The graduate students also provided service to Thomas Riley High School in Watts, a school for parenting and pregnant young women, and the program is looking to further expand their telehealth services to that community. “We’re in the process of offering virtual groups to the youth at Thomas Riley High School, which we weren’t able to do in the spring,” said Jessica. “We’re also using this opportunity to expand to not only work with the youth but also provide family therapy to the youth and their children, which would have been more difficult to accomplish before.”

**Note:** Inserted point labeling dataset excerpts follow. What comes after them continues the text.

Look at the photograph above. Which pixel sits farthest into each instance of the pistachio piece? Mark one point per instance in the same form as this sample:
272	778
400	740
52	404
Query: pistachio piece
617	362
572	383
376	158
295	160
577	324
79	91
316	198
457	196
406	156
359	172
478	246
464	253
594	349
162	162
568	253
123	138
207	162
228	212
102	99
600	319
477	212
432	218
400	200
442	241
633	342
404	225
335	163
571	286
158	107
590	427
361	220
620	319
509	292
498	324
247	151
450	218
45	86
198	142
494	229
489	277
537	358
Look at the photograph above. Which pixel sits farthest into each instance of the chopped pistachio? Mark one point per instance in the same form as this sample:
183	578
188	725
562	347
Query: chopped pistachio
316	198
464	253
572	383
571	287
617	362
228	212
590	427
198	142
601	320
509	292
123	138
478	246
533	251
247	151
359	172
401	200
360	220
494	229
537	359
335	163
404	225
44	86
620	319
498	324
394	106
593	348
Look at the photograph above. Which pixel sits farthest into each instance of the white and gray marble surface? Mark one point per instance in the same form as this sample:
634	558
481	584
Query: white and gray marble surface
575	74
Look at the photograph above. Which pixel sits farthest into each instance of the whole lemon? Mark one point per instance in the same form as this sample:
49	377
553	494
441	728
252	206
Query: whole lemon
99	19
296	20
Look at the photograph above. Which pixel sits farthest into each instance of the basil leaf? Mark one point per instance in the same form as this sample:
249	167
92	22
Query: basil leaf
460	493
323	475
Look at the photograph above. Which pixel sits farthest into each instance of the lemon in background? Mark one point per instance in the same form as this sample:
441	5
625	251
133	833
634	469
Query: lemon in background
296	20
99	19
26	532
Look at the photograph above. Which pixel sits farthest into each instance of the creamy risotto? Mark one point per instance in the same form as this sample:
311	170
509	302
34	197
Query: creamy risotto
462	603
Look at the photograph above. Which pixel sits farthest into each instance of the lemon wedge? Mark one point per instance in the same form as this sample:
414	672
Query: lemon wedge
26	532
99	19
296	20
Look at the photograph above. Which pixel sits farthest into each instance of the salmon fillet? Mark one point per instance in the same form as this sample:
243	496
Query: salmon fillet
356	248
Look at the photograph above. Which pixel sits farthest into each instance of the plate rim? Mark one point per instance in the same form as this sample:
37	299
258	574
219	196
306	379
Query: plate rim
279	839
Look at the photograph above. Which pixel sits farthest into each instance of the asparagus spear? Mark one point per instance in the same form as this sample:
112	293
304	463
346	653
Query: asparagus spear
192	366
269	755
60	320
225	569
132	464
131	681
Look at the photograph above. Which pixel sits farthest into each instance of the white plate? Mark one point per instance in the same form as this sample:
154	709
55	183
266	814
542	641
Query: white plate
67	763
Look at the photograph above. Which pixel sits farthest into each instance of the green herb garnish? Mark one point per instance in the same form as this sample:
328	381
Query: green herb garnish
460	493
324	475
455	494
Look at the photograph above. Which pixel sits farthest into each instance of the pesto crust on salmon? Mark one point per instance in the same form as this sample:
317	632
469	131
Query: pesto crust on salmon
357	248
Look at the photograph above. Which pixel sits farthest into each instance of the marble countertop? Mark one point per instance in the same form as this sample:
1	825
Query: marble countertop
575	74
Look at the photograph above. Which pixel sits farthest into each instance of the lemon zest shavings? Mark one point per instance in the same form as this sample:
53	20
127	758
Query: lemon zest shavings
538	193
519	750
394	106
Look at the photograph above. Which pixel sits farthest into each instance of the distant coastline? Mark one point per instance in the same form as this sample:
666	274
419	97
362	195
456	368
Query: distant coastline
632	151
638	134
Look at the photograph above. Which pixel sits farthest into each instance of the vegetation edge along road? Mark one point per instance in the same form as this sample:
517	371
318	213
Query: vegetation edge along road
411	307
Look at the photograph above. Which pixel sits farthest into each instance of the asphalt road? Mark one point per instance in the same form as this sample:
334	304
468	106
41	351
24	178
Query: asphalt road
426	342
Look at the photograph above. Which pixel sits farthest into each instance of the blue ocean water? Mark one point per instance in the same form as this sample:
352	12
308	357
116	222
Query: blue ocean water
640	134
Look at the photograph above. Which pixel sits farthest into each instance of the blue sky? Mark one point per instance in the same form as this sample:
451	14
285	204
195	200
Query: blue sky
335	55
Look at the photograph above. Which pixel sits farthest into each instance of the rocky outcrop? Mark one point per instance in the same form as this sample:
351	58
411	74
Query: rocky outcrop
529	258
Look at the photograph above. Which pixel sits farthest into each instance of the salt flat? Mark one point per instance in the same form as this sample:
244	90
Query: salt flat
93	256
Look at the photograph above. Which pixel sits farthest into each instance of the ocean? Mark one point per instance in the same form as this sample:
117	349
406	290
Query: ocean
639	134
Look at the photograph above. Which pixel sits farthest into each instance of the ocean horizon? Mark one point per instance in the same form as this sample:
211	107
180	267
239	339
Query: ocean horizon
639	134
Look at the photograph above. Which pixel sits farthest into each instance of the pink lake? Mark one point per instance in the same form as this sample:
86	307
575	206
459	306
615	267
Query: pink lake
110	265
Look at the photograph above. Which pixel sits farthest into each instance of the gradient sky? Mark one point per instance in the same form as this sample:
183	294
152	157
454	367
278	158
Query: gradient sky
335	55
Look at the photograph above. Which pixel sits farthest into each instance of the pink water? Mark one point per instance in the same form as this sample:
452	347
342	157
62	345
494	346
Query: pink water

The MFT Art Therapy Program has been thrilled with the number of services they were able to provide with Catholic School Collaborative’s schools, families, and communities, and are now doubling their services thanks to a $25,000 grant to increase art therapy services with the schools.
“Our graduate students are getting way experience than they ever could have anticipated because they are learning both traditional therapy in-person, as well as virtual therapy,” Kathleen told us. “They’re going to come out at graduation ready for the field of telehealth. I think our students are going to be well positioned for the new reality of providing mental health services in the future.”